Error with ReLERNN_SIMULATE #7

josieparis · 2019-12-04T18:02:49Z

Hi!

Really excited about using ReLERNN to estimate recombination in some natural data with a low-ish sample size (n22) and also to have a go on some poolseq data too

Just tried to run on my natural data, and I get the following error message when reading the hd5f files

Reading HDF5: "ReLERNN/splitVCFs/paria_marianne_1027798.final_chr1:0-34343053.hdf5"...
Process Process-2:
Error: chromosomes have different numbers of samples
Traceback (most recent call last):
  File "/gpfs/ts0/home/jrp228/.local/bin/ReLERNN_SIMULATE", line 4, in <module>
    __import__('pkg_resources').run_script('ReLERNN==0.1', 'ReLERNN_SIMULATE')
  File "/gpfs/ts0/shared/software/Python/3.6.4-foss-2018a/lib/python3.6/site-packages/setuptools-38.4.0-py3.6.egg/pkg_resources/__init__.py", line 750, in run_script
  File "/gpfs/ts0/shared/software/Python/3.6.4-foss-2018a/lib/python3.6/site-packages/setuptools-38.4.0-py3.6.egg/pkg_resources/__init__.py", line 1527, in run_script
  File "/gpfs/ts0/home/jrp228/.local/lib/python3.6/site-packages/ReLERNN-0.1-py3.6.egg/EGG-INFO/scripts/ReLERNN_SIMULATE", line 219, in <module>
Traceback (most recent call last):
  File "/gpfs/ts0/shared/software/Python/3.6.4-foss-2018a/lib/python3.6/multiprocessing/process.py", line 258, in _bootstrap
    self.run()
  File "/gpfs/ts0/shared/software/Python/3.6.4-foss-2018a/lib/python3.6/multiprocessing/process.py", line 93, in run
    self._target(*self._args, **self._kwargs)
  File "/gpfs/ts0/home/jrp228/.local/lib/python3.6/site-packages/ReLERNN-0.1-py3.6.egg/ReLERNN/manager.py", line 199, in worker_countSites
    if md_mask.any():
  File "/gpfs/ts0/home/jrp228/.local/lib/python3.6/site-packages/allel/abc.py", line 43, in __getattr__
    return getattr(self.values, item)
AttributeError: 'Dataset' object has no attribute 'any'
    main()
  File "/gpfs/ts0/home/jrp228/.local/lib/python3.6/site-packages/ReLERNN-0.1-py3.6.egg/EGG-INFO/scripts/ReLERNN_SIMULATE", line 108, in main
    wins, nSamps, maxS, maxLen = vcf_manager.countSites(nProc=nProc)
  File "/gpfs/ts0/home/jrp228/.local/lib/python3.6/site-packages/ReLERNN-0.1-py3.6.egg/ReLERNN/manager.py", line 170, in countSites
    return sorted_wins, nSamps[0], maxS, maxLen
IndexError: list index out of range

My vcf file is pretty standard, although there is some missing data, and I'm running ReLERNN like this:
ReLERNN_SIMULATE -v paria_marianne_1027798.final.vcf -g STAR.extents.bed -m STAR.chromosomes.release.repeats.bed -d ReLERNN/ -u 4.8e-8 --unphased

I checked the vcf files generated in the first step of the script, and they all have the same number of samples:
for i in *vcf; do bcftools query -l $i | wc -l; done | sort | uniq
22

The text was updated successfully, but these errors were encountered:

jradrion · 2019-12-04T19:04:06Z

Hi there!

Sorry that you found a potential bug!

Can you check to see if a file named /networks/windowSizes.txt was created?

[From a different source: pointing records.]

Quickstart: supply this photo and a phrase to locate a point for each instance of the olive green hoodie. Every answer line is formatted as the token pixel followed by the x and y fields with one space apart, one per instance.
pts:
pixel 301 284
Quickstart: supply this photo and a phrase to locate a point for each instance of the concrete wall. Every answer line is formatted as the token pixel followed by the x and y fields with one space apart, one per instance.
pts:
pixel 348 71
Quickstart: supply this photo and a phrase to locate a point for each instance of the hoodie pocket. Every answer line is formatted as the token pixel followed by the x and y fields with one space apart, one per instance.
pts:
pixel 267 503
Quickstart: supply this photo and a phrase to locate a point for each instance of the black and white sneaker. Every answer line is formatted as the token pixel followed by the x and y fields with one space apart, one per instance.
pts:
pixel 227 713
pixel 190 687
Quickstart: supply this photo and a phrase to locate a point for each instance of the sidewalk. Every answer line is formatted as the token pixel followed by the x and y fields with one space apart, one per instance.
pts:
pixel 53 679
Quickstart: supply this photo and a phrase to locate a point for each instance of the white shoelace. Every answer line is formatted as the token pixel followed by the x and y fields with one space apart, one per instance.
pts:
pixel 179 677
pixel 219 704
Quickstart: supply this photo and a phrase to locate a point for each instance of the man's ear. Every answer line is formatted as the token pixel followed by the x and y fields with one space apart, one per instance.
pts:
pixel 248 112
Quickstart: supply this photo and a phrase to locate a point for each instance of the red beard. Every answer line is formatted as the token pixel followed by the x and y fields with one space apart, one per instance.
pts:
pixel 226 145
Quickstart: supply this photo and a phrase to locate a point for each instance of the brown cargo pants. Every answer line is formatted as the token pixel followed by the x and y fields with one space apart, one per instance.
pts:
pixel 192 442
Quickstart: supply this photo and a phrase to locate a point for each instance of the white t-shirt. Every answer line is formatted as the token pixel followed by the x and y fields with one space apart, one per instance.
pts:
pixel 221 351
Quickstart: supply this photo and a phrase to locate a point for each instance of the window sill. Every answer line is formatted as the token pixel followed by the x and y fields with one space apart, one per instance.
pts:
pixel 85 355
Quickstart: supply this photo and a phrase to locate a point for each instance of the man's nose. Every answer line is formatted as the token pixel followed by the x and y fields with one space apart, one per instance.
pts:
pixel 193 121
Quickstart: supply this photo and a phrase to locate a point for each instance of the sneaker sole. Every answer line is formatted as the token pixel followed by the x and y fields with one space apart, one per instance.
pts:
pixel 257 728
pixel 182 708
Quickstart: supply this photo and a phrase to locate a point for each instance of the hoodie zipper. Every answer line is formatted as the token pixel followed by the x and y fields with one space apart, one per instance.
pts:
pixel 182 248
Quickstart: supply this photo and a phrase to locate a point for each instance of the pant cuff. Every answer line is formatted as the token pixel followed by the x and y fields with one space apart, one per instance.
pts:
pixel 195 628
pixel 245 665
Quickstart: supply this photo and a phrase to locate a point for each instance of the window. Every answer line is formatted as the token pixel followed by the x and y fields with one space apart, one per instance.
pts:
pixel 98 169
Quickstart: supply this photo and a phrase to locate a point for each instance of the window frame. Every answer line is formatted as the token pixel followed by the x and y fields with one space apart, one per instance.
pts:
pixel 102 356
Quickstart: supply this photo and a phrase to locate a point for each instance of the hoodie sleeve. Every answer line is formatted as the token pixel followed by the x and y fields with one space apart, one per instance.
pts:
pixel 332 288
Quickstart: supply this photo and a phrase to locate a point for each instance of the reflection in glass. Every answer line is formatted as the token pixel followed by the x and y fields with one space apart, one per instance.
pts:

The second column should list the number of haploid samples that ReLERNN thinks are present for each chromosome. If /networks/windowSizes.txt was not created could you send me say the first 1000 lines of your VCF? If it was created can you send me the first thousand or so lines from the VCF corresponding to one of the chromosomes that doesn't have 22 in the second column?

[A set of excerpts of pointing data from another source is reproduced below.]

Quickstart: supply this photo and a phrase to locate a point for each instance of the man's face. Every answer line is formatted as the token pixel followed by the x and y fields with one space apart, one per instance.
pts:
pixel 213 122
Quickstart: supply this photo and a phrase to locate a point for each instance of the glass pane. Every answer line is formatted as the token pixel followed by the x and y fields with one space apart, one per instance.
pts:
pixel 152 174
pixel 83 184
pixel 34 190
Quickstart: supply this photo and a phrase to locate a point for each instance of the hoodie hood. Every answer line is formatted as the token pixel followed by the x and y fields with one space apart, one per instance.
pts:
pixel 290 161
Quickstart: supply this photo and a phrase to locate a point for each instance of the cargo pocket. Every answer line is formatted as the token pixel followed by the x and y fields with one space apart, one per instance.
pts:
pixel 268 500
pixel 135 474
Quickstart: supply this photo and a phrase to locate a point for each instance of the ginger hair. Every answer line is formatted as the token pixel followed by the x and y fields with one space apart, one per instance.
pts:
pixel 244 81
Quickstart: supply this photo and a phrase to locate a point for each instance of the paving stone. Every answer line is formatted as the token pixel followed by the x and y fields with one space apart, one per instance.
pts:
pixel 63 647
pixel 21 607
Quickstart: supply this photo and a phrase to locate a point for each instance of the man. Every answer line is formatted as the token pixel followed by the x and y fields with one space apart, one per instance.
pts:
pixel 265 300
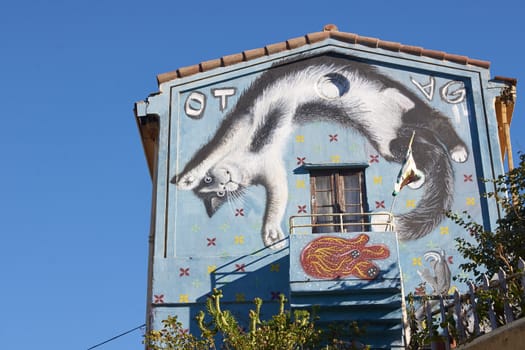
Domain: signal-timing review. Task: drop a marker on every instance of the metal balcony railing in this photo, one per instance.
(343, 222)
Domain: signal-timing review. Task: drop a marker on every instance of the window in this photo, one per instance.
(338, 200)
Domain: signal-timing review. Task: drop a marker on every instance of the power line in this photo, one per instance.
(117, 336)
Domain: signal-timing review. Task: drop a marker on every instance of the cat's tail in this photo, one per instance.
(433, 159)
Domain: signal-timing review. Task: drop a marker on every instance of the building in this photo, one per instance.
(274, 171)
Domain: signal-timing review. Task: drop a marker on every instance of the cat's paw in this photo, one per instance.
(187, 181)
(459, 154)
(273, 237)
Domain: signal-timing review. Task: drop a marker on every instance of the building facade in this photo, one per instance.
(275, 171)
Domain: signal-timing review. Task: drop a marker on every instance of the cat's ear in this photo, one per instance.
(212, 203)
(404, 103)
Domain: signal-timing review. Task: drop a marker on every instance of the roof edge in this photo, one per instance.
(329, 31)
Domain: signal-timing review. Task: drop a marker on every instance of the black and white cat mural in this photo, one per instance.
(248, 147)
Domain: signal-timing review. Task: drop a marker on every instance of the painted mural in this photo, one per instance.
(249, 145)
(329, 257)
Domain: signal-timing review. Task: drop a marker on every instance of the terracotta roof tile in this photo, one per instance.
(367, 41)
(316, 37)
(296, 42)
(345, 37)
(275, 48)
(232, 59)
(390, 45)
(329, 31)
(209, 65)
(253, 54)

josieparis · 2019-12-05T11:59:09Z

Hi Jeffrey,

Thanks for getting back to me so quick! windowSizes.txt is generated, but it's empty.

Here's the first 1000 lines of my VCF file
vcf_1000.vcf.gz

jradrion · 2019-12-05T18:24:37Z

Hmm, the vcf you sent me was missing the header. Is this the first ~1000 lines from the file you tried to run ReLERNN on? Higher up in your original error message do you see RuntimeError: VCF file is missing mandatory header line ("#CHROM...")? If so I think that might be the problem.

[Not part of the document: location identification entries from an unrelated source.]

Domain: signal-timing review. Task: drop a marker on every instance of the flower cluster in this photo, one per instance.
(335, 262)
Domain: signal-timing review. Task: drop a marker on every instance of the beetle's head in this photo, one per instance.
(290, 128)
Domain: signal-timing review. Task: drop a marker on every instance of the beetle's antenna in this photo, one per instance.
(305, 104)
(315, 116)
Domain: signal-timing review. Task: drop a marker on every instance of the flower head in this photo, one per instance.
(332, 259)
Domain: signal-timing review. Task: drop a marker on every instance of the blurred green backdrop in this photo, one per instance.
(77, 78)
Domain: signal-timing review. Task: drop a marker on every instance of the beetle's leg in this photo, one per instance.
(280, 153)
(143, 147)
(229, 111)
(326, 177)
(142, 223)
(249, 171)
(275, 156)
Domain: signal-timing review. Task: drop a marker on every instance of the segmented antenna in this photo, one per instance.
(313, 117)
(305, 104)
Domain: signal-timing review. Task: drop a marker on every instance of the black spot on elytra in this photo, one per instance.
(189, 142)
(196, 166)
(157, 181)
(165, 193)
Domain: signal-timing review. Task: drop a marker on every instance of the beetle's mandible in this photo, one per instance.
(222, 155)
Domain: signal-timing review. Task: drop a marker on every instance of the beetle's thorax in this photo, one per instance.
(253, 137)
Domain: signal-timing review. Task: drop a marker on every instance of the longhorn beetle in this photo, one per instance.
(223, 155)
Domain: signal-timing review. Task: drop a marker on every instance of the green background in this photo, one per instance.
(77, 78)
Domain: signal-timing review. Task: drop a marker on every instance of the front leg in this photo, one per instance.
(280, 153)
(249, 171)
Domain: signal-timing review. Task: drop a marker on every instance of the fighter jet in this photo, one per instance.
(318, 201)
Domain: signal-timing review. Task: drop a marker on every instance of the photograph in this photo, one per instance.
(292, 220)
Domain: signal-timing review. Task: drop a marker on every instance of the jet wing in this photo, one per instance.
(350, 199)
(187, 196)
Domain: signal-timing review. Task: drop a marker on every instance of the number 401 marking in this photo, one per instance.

josieparis · 2019-12-09T11:01:28Z

Ah my bad, sorry I removed the header. Here's the first 1000 lines with the header!
vcf_1000_header.vcf.gz

jradrion · 2019-12-09T20:40:28Z

No problem! Thanks for sending this, I'll post a resolution ASAP.

jradrion · 2019-12-10T01:08:17Z

OK, I think I fixed the problem. The vcf you sent me is now running without issue on my end. Can you try pulling the changes/reinstalling and then give it another go? Please let me know if this doesn't resolve your issues.

josieparis · 2019-12-10T16:46:11Z

Hi Jeffrey,

Great! I have a windows.sizes file now!

Although some of my chromosomes now have a sample size of 44, and two chromosomes are 22 ...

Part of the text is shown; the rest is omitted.